At the beginning, this pass inserts a pointer to integer conversion instruction, which converts the base address of the accessed structure. A pointer *offset\_dyn* to the last dynamic computation is maintained during each iteration step. It is initialized with the inserted pointer to integer instruction. An offset variable (*offset\_const*) is also defined and initialized to zero. This variable records the constant offset to the base address of the GEP instruction.

During each iteration step the minor offset between the accessed element and the first element of that level is calculated. The minor offset depends on the element size, a potential padding and the index of the accessed element according to the equation seen in Algorithm 1. Constant element indices and the resulting minor offsets are known at compilation time. In this case the minor offset is simply added to the *offset\_const* variable. Minor offsets of variable indices must be determined at runtime. Arithmetic instructions are inserted according to Algorithm 2. The final result is added to the last dynamic calculation, it is referenced by *offset\_dyn*. Afterwards the reference is set to the newly inserted add instruction.

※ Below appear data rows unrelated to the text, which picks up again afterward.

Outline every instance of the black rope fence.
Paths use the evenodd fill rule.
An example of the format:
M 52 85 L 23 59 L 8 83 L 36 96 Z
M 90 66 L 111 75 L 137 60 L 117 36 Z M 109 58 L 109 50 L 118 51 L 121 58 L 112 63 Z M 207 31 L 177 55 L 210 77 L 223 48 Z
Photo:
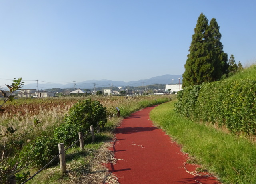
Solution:
M 98 123 L 97 123 L 98 124 Z M 91 130 L 90 132 L 89 132 L 88 133 L 87 133 L 86 135 L 84 135 L 84 136 L 82 137 L 82 138 L 84 138 L 84 137 L 85 137 L 86 136 L 88 136 L 89 134 L 90 134 L 90 133 L 91 133 L 93 131 L 94 132 L 94 130 L 95 129 L 98 129 L 100 127 L 100 125 L 98 125 L 95 129 L 93 129 L 92 130 Z M 82 139 L 82 137 L 81 137 L 81 138 L 79 138 L 78 140 L 76 140 L 74 144 L 73 144 L 72 145 L 71 145 L 71 146 L 69 146 L 69 147 L 68 147 L 68 148 L 66 148 L 66 149 L 65 149 L 64 151 L 66 151 L 66 150 L 68 150 L 68 149 L 70 149 L 70 148 L 71 148 L 72 147 L 73 147 L 75 144 L 76 144 L 77 142 L 78 142 L 81 139 Z M 30 176 L 29 178 L 28 178 L 28 179 L 27 179 L 26 181 L 25 181 L 24 182 L 23 182 L 21 184 L 24 184 L 25 183 L 26 183 L 26 182 L 28 182 L 28 181 L 29 181 L 30 180 L 32 180 L 32 179 L 33 179 L 33 178 L 34 178 L 36 175 L 37 175 L 37 174 L 39 174 L 40 172 L 41 172 L 44 169 L 46 168 L 48 166 L 49 166 L 50 164 L 51 164 L 52 162 L 53 162 L 54 160 L 56 160 L 59 156 L 60 156 L 60 154 L 61 154 L 62 153 L 61 152 L 60 152 L 60 153 L 59 153 L 54 158 L 53 158 L 52 159 L 52 160 L 51 161 L 50 161 L 49 162 L 48 162 L 48 163 L 47 164 L 46 164 L 45 166 L 44 166 L 44 167 L 43 167 L 40 170 L 39 170 L 38 171 L 37 171 L 36 172 L 35 174 L 34 174 L 32 176 Z M 13 177 L 14 177 L 15 176 L 15 175 L 13 175 L 12 176 L 11 176 L 10 178 L 12 178 Z M 11 180 L 13 180 L 13 179 Z

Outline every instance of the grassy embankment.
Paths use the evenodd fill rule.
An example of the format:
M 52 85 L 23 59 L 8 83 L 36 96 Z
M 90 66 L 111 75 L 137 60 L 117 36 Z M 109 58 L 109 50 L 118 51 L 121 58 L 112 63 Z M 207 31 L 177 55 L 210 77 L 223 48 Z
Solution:
M 85 140 L 84 151 L 80 151 L 78 147 L 67 150 L 66 153 L 67 174 L 61 174 L 59 167 L 52 166 L 27 183 L 100 183 L 103 181 L 109 183 L 118 183 L 115 176 L 108 173 L 102 166 L 103 163 L 114 162 L 111 152 L 106 148 L 109 144 L 106 143 L 106 141 L 114 137 L 113 130 L 122 117 L 144 107 L 169 101 L 170 96 L 90 97 L 93 100 L 100 101 L 106 107 L 108 114 L 111 116 L 105 125 L 104 129 L 102 130 L 101 133 L 96 134 L 96 141 L 92 143 L 91 138 L 89 137 Z M 32 126 L 33 119 L 36 117 L 41 123 L 31 134 L 28 135 L 28 138 L 32 139 L 40 136 L 42 131 L 45 131 L 50 135 L 52 133 L 55 128 L 62 123 L 62 119 L 68 108 L 78 100 L 85 98 L 16 101 L 15 104 L 10 104 L 5 107 L 5 113 L 2 114 L 0 118 L 0 125 L 13 126 L 18 129 L 17 132 L 22 132 L 19 133 L 23 133 L 27 131 L 27 128 Z M 113 114 L 116 113 L 116 107 L 120 109 L 120 117 L 113 117 Z M 30 168 L 22 172 L 30 171 L 33 174 L 38 170 Z
M 182 146 L 192 159 L 224 183 L 256 183 L 256 146 L 246 139 L 182 117 L 174 111 L 175 101 L 162 104 L 150 119 Z

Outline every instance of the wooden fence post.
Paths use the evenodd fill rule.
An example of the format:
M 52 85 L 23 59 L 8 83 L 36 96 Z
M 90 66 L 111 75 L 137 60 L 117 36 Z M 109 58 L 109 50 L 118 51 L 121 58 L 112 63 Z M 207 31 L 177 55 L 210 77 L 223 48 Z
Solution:
M 91 134 L 92 134 L 92 142 L 93 142 L 95 140 L 95 136 L 94 135 L 94 131 L 93 129 L 93 125 L 91 125 L 90 127 L 90 129 L 91 130 Z
M 79 136 L 79 144 L 80 144 L 80 148 L 81 150 L 82 151 L 84 148 L 84 136 L 83 136 L 83 133 L 80 132 L 78 133 L 78 135 Z
M 100 133 L 100 124 L 99 122 L 97 122 L 97 133 Z
M 117 107 L 116 107 L 116 109 L 117 111 L 117 116 L 119 117 L 120 116 L 120 110 Z
M 64 143 L 59 144 L 59 153 L 60 154 L 60 173 L 66 172 L 66 159 L 65 158 L 65 149 Z
M 16 178 L 15 175 L 12 176 L 9 178 L 9 183 L 10 184 L 16 184 Z

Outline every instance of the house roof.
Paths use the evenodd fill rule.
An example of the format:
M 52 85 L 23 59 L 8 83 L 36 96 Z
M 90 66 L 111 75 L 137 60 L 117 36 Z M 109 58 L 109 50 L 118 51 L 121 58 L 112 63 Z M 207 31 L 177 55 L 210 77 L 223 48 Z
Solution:
M 70 93 L 86 93 L 86 91 L 84 90 L 82 90 L 81 89 L 76 89 L 76 90 L 73 91 Z

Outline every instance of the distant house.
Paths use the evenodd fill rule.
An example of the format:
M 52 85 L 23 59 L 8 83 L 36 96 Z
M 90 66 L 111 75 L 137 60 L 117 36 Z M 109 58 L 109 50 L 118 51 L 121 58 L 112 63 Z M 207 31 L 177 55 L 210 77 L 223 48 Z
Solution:
M 37 98 L 38 95 L 38 98 L 46 98 L 47 97 L 54 97 L 55 96 L 54 93 L 43 91 L 38 93 L 36 92 L 33 96 L 35 98 Z
M 70 95 L 75 95 L 75 94 L 82 94 L 86 93 L 86 91 L 85 91 L 82 90 L 81 89 L 76 89 L 76 90 L 70 92 L 69 93 Z
M 174 91 L 177 93 L 179 91 L 182 90 L 182 84 L 166 84 L 165 85 L 165 90 L 167 91 L 169 89 L 171 89 L 171 92 L 172 93 Z
M 19 97 L 30 97 L 34 96 L 35 95 L 36 89 L 22 89 L 18 94 Z
M 112 90 L 110 89 L 103 89 L 103 94 L 112 94 Z
M 159 89 L 158 90 L 155 89 L 154 90 L 154 95 L 164 95 L 164 90 Z

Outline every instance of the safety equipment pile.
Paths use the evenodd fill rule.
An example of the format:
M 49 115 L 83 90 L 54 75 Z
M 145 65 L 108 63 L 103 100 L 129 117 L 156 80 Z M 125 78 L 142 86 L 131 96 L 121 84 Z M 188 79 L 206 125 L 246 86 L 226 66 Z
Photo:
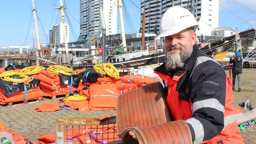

Finally, the value of *offset\_const* is added to *offset\_dyn* by an add instruction. The final result is converted back to pointer type. The inserted conversion instructions will be mapped to *no-operation* (NOP) instructions during code generation. However, they cannot be omitted because LLVM bitcode is type safe and requires such explicit type conversions.

| Algorithm 1 Offset calculation for structures              |    |
|------------------------------------------------------------|----|
| for $i = 1$ to <i>elemIndex</i> $- 1$ do                   |    |
| $padding = (align - (elemSize(i) \mod align)) \mod align)$ | gn |
| offset += elemSize(i) + padding                            |    |
| end for                                                    |    |

| Algorithm 2 Offset calculation for arrays                 |  |  |  |  |  |
|-----------------------------------------------------------|--|--|--|--|--|
| $padding = (align - (elemSize(0) \mod align)) \mod align$ |  |  |  |  |  |
| offset = (elemSize(0) + padding) * elemIndex              |  |  |  |  |  |

The handling of GEP instructions before code generation allows to run general as well as custom optimization passes afterwards on the offset calculation. For example consecutive mul and add instructions can be combined to fused muladd instructions. Currently, only the available commutative simplification, constant propagation, and dead code elimination passes are executed.

The constant propagation pass reveals the problem of global variable base addresses-which are constant in LLVM-as described in Section 3.4. The constant propagation pass combines the constant arithmetic operations with the global base address into constant expressions which must be evaluated at compilation time. This is not possible during PTX code generation, because the explicit base address is not known. Also it is not possible to express the constant expression in PTX because global base addresses are not considered as constants by PTX.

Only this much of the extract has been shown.